Adams is one of five Yosemite Climbing Rangers and this is his sixth season. His duties include trail work and “spending a lot of time in El Cap meadow answering questions and keeping the wilderness ethic alive. I’m keeping people from storing food at the base of El Cap and have been cleaning up the top of El Cap. It’s been several years of work and thousands of pounds of trash coming out from up there. It’s starting to feel like wilderness again up there.” 

As for his dedication to big wall speed climbing and the challenges associated with it, Adams says, “the main struggle is finding partners for those harder aid pushes.” That partly explains why the previous Aurora record stood for 22 years.

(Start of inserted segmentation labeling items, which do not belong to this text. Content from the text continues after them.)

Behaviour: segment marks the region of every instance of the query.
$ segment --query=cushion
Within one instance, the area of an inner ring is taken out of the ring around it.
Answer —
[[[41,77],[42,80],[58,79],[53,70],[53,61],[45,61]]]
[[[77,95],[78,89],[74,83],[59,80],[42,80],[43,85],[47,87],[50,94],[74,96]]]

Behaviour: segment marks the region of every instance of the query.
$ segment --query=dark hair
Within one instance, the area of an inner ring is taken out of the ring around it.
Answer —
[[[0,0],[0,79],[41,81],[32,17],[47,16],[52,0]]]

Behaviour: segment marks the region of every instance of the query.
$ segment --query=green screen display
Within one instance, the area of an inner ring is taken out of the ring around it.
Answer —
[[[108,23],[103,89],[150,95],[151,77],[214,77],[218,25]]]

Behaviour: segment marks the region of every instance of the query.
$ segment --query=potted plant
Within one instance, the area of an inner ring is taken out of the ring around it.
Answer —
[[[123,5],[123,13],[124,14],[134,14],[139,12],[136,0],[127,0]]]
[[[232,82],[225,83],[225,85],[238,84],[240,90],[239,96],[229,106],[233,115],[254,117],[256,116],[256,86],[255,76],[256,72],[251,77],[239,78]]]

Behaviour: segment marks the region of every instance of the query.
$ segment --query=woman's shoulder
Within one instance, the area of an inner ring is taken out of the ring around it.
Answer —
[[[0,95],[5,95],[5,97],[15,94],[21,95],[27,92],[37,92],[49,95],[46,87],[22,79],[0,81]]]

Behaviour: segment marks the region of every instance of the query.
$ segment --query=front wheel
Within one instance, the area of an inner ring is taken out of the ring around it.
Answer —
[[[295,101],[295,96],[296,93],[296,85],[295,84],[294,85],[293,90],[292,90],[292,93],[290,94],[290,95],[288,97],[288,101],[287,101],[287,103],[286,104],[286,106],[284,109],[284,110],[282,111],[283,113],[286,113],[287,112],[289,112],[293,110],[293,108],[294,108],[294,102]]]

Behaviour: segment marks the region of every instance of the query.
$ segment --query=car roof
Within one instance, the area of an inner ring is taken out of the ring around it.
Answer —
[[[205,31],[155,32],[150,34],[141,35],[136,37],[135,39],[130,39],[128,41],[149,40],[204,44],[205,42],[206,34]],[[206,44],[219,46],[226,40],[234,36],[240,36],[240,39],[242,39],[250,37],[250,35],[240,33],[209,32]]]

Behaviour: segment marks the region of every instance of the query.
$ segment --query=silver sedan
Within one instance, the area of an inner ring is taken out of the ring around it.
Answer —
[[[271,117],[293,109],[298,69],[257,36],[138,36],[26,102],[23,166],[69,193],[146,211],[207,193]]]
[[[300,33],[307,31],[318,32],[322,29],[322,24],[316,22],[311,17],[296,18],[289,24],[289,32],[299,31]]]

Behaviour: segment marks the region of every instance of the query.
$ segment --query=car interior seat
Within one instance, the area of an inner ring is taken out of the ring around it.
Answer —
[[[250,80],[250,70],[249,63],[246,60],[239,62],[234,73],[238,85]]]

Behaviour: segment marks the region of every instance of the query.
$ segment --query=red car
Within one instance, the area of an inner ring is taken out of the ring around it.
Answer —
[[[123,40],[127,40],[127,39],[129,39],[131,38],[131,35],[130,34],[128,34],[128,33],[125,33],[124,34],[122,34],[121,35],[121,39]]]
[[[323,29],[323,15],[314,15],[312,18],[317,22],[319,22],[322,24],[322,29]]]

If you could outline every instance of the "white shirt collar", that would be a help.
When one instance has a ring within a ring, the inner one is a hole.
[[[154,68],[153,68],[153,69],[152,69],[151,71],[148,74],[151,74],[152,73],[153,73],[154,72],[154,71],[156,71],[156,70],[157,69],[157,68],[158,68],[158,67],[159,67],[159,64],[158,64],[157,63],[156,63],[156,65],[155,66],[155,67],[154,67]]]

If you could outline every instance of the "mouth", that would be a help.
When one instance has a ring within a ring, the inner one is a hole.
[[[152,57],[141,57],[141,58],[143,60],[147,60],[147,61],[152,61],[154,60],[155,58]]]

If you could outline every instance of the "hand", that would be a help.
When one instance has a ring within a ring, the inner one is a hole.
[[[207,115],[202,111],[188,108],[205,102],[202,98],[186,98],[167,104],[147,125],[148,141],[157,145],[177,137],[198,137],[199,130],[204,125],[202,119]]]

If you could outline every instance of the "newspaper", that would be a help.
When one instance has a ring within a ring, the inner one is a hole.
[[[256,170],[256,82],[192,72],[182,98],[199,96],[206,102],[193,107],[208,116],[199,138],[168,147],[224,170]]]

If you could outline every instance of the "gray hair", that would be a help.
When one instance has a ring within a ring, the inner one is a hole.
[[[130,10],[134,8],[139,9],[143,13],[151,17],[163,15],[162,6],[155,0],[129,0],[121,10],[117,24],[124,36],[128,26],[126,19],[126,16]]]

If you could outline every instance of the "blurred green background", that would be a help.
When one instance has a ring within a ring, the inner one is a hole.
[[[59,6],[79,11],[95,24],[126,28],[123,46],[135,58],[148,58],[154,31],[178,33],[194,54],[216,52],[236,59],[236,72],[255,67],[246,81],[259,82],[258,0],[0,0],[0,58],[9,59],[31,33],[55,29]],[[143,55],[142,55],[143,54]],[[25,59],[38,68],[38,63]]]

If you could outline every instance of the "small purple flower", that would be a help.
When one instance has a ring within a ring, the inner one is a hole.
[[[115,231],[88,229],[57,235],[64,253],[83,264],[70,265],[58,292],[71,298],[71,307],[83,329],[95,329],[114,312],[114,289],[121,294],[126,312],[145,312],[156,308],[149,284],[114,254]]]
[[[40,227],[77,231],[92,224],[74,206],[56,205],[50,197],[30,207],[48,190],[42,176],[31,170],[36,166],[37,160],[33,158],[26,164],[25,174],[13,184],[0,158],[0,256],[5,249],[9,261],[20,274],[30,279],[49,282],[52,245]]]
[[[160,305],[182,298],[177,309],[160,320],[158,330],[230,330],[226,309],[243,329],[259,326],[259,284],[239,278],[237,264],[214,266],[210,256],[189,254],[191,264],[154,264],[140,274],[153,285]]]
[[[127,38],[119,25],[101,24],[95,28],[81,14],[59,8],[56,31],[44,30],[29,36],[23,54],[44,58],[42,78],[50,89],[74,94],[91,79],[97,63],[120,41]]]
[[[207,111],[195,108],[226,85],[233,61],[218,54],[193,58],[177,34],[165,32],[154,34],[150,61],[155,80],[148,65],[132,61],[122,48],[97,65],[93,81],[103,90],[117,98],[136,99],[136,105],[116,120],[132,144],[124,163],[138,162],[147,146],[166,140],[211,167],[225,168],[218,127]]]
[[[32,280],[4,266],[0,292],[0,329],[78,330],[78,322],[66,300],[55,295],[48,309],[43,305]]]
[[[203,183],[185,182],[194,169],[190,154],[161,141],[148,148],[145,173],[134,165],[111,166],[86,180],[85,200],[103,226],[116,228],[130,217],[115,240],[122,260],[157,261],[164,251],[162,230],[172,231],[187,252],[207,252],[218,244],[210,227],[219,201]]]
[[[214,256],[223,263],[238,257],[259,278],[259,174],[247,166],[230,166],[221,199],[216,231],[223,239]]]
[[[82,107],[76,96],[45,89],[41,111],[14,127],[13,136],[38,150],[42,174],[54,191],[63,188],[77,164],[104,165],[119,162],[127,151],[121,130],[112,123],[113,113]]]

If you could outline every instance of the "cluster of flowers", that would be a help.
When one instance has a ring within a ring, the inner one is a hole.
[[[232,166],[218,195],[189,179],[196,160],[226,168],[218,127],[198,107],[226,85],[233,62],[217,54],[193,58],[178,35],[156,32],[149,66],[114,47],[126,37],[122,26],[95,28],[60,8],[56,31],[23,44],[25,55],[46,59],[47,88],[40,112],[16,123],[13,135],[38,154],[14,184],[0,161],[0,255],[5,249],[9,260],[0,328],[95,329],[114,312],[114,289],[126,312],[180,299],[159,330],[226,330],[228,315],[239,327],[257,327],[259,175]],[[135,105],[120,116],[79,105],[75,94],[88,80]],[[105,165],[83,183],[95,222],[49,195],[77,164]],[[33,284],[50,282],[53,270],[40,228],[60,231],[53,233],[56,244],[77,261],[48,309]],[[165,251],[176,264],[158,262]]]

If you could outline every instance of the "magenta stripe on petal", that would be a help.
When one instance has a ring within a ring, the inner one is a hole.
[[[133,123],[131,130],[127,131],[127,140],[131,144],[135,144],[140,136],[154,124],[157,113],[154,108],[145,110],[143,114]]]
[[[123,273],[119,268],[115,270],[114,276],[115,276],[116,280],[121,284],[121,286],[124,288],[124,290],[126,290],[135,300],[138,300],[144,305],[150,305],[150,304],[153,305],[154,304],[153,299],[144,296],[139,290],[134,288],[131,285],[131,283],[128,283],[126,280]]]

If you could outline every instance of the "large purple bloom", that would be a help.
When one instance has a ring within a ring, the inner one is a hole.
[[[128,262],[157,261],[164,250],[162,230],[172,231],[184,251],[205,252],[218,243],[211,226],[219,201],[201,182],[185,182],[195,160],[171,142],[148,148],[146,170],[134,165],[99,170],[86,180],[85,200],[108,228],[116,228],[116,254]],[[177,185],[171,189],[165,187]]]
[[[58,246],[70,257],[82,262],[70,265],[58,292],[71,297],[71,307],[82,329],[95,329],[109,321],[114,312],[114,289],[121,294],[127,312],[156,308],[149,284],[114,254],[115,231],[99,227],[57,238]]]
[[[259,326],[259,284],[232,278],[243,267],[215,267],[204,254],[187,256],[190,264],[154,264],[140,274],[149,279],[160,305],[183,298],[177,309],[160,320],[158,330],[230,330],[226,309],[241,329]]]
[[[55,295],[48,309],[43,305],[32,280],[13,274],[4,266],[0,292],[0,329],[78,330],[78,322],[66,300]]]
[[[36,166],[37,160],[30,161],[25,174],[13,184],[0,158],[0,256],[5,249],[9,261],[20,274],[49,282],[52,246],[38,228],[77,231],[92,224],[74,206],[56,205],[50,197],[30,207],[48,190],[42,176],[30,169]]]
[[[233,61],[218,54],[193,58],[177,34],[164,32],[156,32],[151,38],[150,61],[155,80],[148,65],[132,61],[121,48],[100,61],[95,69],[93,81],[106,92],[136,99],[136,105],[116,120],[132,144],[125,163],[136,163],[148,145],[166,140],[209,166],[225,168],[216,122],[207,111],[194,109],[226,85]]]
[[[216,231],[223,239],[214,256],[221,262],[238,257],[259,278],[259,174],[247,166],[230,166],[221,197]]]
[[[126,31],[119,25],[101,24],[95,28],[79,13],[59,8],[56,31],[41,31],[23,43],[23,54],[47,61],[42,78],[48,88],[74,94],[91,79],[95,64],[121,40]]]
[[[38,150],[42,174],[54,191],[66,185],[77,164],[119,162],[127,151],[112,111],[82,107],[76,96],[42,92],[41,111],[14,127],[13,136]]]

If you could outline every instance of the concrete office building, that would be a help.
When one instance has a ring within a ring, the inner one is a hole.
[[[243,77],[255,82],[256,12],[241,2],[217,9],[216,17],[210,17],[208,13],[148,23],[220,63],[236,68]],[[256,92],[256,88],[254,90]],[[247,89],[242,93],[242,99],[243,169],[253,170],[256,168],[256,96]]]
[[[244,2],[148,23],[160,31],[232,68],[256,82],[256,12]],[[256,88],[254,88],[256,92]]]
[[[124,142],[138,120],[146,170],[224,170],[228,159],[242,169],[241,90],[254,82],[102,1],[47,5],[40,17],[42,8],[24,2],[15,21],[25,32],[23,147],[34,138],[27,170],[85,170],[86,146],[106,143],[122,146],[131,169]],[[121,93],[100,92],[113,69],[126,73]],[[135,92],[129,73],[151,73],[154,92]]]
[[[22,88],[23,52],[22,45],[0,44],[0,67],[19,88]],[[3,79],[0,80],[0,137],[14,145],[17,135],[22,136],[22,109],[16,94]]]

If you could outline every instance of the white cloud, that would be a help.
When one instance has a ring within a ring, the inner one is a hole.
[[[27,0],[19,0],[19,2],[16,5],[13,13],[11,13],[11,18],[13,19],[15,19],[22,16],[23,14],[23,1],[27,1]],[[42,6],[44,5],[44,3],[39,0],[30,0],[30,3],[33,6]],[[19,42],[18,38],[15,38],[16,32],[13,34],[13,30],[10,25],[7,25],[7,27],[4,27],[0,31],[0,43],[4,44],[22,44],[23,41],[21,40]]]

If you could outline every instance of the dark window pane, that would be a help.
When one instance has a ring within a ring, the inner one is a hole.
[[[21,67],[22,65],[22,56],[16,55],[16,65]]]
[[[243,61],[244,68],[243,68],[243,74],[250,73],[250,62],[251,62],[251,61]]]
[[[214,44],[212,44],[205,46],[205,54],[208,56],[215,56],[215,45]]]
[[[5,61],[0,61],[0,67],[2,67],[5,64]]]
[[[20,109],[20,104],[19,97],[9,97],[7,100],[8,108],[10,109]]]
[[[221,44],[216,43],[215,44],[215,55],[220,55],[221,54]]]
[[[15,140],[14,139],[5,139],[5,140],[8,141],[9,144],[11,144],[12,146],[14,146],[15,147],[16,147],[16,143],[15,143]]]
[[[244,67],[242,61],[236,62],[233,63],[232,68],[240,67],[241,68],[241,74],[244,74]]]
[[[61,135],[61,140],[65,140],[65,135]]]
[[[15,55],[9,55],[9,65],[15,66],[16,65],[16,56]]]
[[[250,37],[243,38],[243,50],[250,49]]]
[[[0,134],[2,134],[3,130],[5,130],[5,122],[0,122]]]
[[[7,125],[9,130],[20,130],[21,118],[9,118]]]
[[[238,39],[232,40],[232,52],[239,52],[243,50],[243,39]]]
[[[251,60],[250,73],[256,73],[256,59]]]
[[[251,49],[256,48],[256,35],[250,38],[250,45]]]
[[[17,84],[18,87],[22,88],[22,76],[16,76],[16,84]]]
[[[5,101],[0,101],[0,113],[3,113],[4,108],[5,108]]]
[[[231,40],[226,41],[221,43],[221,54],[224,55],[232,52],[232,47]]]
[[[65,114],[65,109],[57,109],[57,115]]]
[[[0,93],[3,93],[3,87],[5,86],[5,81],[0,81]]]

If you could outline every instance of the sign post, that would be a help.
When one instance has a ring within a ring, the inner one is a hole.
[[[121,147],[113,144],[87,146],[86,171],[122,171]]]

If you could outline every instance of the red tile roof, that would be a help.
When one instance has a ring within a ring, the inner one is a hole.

Success on big wall speed climbing comes down to having the right team, the right tools and the right experience.

Previous to roping up with Colley on Aurora, Adams’s primary speed-climbing partner was Roger Putnam. Together the two raced up some of El Cap’s longest routes, nabbing the record on the Shield (8:55), the Muir Wall (12:07), Mescalito (13:46) and others. In total, they’ve set five records on El Cap. 

“I love climbing with Roger and I hope to climb with him forever,” Adams says. But since Putnam has moved out of the park to work as a professor in Moorpark, Calif., Adams has connected with various other partners. With Colley, he sees a future partnership where he believes they can set even more records. 

“We had a great time. He’s up and coming, and he shows the most promise,” Adams says. “He’s picking it up; he’s going to get good, fast.”